Klin Padiatr 2011; 223 - A3
DOI: 10.1055/s-0031-1277064

IKZF1 deletion is an independent predictor of outcome in pediatric acute lymphoblastic leukemia treated according to the ALL-BFM 2000 protocol

P Breithaupt 1, B Meissner 1, M Zimmermann 2, A Möricke 1, A Schrauder 1, J Harbott 3, WD Ludwig 4, R Köhler 5, CR Bartram 5, M Schrappe 1, G Cario 1, M Stanulla 1
  • 1Department of Pediatrics, University Medical Centre Schleswig-Holstein, Kiel
  • 2Department of Pediatric Hematology and Oncology, Hannover Medical School, Hannover
  • 3Department of Pediatric Hematology and Oncology, University Hospital Gießen and Marburg, Gießen
  • 4Department of Hematology, Oncology and Tumor Immunology, HELIOS-Clinic Berlin-Buch, Berlin
  • 5Department of Human Genetics, University of Heidelberg, Heidelberg

Introduction: Alteration of the IKZF1 gene has been associated with a poor outcome in pediatric precursor B-cell acute lymphoblastic leukemia (ALL).
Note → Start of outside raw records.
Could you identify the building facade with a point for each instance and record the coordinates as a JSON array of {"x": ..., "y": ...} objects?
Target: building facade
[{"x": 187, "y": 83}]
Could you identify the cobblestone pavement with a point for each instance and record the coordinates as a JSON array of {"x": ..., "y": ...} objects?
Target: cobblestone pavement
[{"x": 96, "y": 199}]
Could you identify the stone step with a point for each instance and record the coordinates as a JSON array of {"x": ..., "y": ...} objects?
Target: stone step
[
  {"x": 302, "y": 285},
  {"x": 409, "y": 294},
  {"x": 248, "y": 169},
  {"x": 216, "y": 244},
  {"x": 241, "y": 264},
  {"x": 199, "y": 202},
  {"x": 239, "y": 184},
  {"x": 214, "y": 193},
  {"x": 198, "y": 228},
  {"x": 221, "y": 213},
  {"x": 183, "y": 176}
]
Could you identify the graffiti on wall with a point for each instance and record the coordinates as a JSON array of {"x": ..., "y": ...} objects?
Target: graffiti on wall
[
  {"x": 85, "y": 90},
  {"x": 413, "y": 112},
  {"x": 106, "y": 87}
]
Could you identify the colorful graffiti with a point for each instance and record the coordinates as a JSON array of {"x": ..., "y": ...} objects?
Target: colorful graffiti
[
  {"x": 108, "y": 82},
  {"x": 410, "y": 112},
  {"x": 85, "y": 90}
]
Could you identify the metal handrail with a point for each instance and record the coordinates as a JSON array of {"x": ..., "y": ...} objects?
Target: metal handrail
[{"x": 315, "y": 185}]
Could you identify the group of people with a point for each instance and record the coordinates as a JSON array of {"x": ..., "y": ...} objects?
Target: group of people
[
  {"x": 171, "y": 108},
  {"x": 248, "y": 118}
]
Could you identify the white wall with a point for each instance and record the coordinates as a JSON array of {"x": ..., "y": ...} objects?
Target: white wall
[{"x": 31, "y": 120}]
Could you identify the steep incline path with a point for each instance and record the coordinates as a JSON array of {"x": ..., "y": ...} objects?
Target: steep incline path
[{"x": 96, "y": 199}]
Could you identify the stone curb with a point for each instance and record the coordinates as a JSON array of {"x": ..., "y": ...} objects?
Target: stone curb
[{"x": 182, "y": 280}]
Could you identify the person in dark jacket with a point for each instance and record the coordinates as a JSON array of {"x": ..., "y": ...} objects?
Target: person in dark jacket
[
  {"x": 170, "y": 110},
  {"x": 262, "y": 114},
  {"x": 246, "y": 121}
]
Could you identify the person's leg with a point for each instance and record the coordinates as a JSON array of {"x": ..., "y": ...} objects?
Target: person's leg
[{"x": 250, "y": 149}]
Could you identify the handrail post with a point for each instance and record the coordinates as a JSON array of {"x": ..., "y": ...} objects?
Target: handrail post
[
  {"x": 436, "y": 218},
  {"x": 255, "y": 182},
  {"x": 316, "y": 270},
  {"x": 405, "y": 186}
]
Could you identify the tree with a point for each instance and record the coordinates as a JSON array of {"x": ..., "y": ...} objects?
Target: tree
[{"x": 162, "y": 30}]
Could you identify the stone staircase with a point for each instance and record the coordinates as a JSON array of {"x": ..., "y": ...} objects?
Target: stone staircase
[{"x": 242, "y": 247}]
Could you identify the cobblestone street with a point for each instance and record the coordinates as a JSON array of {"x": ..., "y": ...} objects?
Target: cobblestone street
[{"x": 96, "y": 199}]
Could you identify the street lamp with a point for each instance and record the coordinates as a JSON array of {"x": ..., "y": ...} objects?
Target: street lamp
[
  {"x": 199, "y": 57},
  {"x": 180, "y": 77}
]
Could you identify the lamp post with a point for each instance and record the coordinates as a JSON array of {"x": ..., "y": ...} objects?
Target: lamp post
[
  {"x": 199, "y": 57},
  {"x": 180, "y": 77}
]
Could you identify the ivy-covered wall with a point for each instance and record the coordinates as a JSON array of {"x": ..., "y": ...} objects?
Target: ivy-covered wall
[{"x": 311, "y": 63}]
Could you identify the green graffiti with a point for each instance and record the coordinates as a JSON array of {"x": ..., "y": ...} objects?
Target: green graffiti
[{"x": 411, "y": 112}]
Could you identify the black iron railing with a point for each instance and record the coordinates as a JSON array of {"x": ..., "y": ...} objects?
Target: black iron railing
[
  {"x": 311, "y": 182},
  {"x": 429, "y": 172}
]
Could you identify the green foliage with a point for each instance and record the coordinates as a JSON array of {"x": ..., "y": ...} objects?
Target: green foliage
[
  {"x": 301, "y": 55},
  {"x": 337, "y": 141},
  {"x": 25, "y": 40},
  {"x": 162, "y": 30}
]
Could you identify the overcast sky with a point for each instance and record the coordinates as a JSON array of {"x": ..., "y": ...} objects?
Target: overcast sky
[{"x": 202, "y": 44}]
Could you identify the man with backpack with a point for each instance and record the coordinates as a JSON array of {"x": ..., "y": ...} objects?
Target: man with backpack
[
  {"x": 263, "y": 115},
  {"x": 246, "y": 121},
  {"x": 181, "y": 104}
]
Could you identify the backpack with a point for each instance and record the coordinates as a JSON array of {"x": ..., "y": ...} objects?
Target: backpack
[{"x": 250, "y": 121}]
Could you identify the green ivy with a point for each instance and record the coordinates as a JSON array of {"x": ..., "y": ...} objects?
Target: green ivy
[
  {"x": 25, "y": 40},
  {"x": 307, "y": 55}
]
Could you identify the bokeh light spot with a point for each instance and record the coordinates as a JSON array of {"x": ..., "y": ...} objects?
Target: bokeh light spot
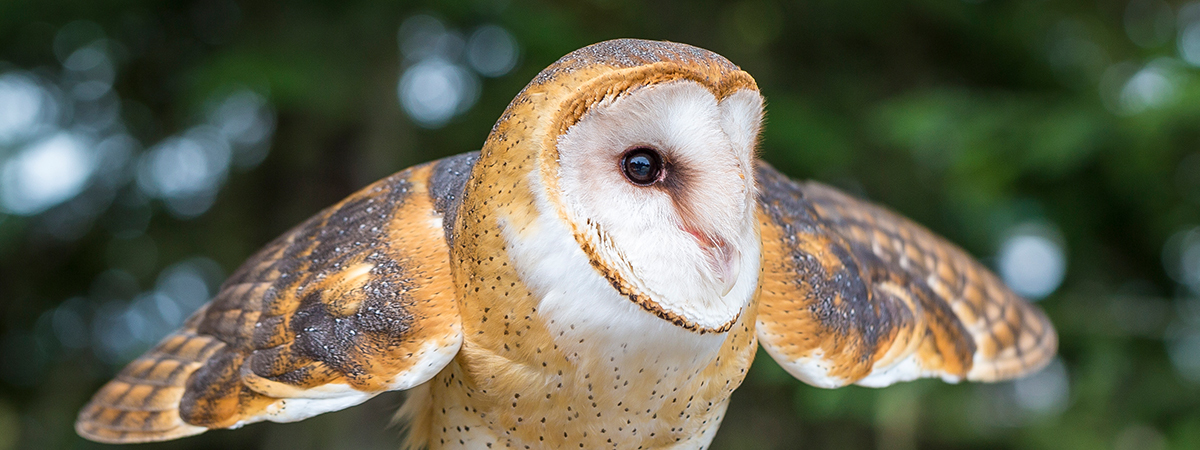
[
  {"x": 1032, "y": 262},
  {"x": 23, "y": 106},
  {"x": 46, "y": 173},
  {"x": 492, "y": 51},
  {"x": 433, "y": 91}
]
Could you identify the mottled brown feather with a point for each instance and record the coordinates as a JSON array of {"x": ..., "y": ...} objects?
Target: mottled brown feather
[
  {"x": 857, "y": 289},
  {"x": 348, "y": 301}
]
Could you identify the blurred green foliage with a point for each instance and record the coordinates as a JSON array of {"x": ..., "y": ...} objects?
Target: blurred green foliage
[{"x": 970, "y": 117}]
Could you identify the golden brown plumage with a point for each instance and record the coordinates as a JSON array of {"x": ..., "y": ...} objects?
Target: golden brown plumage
[{"x": 480, "y": 281}]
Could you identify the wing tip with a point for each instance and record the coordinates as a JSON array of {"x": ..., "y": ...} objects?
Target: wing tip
[{"x": 1025, "y": 363}]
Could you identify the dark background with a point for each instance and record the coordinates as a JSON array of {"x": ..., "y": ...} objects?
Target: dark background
[{"x": 147, "y": 148}]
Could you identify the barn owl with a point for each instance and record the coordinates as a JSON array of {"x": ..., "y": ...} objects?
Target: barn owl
[{"x": 599, "y": 275}]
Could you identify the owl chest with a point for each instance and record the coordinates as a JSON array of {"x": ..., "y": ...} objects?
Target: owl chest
[{"x": 531, "y": 373}]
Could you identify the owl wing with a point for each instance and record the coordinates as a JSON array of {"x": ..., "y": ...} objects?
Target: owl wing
[
  {"x": 853, "y": 293},
  {"x": 355, "y": 301}
]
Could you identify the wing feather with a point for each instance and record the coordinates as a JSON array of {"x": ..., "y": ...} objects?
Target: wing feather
[
  {"x": 355, "y": 301},
  {"x": 853, "y": 293}
]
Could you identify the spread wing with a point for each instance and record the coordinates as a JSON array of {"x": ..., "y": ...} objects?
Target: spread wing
[
  {"x": 355, "y": 301},
  {"x": 853, "y": 293}
]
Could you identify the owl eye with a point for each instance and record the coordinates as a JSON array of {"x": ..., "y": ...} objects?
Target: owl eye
[{"x": 642, "y": 166}]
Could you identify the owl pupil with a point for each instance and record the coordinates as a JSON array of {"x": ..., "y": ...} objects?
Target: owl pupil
[{"x": 642, "y": 167}]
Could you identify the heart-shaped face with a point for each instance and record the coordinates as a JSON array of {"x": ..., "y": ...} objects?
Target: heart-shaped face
[{"x": 659, "y": 185}]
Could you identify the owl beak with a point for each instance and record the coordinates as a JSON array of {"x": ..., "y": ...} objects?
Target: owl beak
[
  {"x": 729, "y": 265},
  {"x": 723, "y": 258}
]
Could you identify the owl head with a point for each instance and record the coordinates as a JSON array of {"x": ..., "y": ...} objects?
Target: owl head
[{"x": 645, "y": 150}]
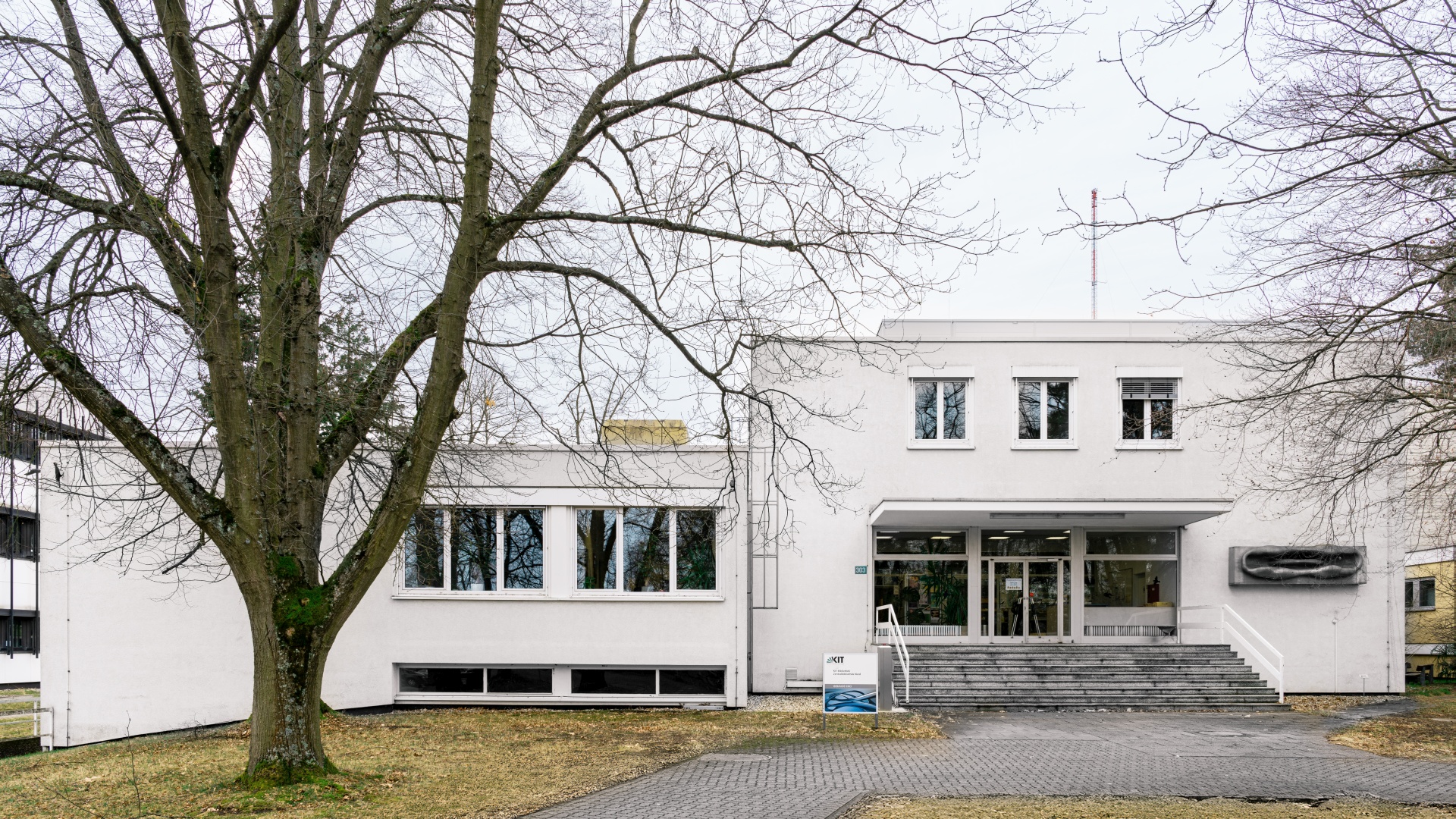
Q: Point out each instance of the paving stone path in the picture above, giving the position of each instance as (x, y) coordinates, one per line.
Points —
(1263, 755)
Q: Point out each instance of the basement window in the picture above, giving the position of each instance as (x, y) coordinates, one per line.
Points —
(441, 681)
(473, 679)
(669, 682)
(647, 550)
(519, 681)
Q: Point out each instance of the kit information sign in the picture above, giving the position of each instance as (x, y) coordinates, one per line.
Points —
(851, 684)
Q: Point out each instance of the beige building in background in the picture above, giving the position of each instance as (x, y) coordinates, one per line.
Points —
(1430, 611)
Method: To assess the prognostic value of IKZF1 deletions we screened a representative cohort of 409 pediatric ALL patients treated on the German ALL-BFM 2000 study protocol, by multiplex ligation-dependent probe amplification (MLPA).

Results: Patients with IKZF1 deletion had a significantly lower 5-year event-free survival (EFS) compared to not-deleted patients, due to a higher cumulative incidence of relapses. IKZF1 deletion conferred a risk of 2.4 for an event when compared to not-deleted patients. IKZF1 deletions were also significantly associated with the P2RY8-CRLF2 rearrangement, but the prognostic value of IKZF1 deletions remained valid independent from this association.

Conclusions: We conclude that IKZF1 deletion is an independent predictor of treatment outcome for patients enrolled on our protocol and represents a candidate marker to be integrated in future algorithms for early risk stratification in pediatric ALL.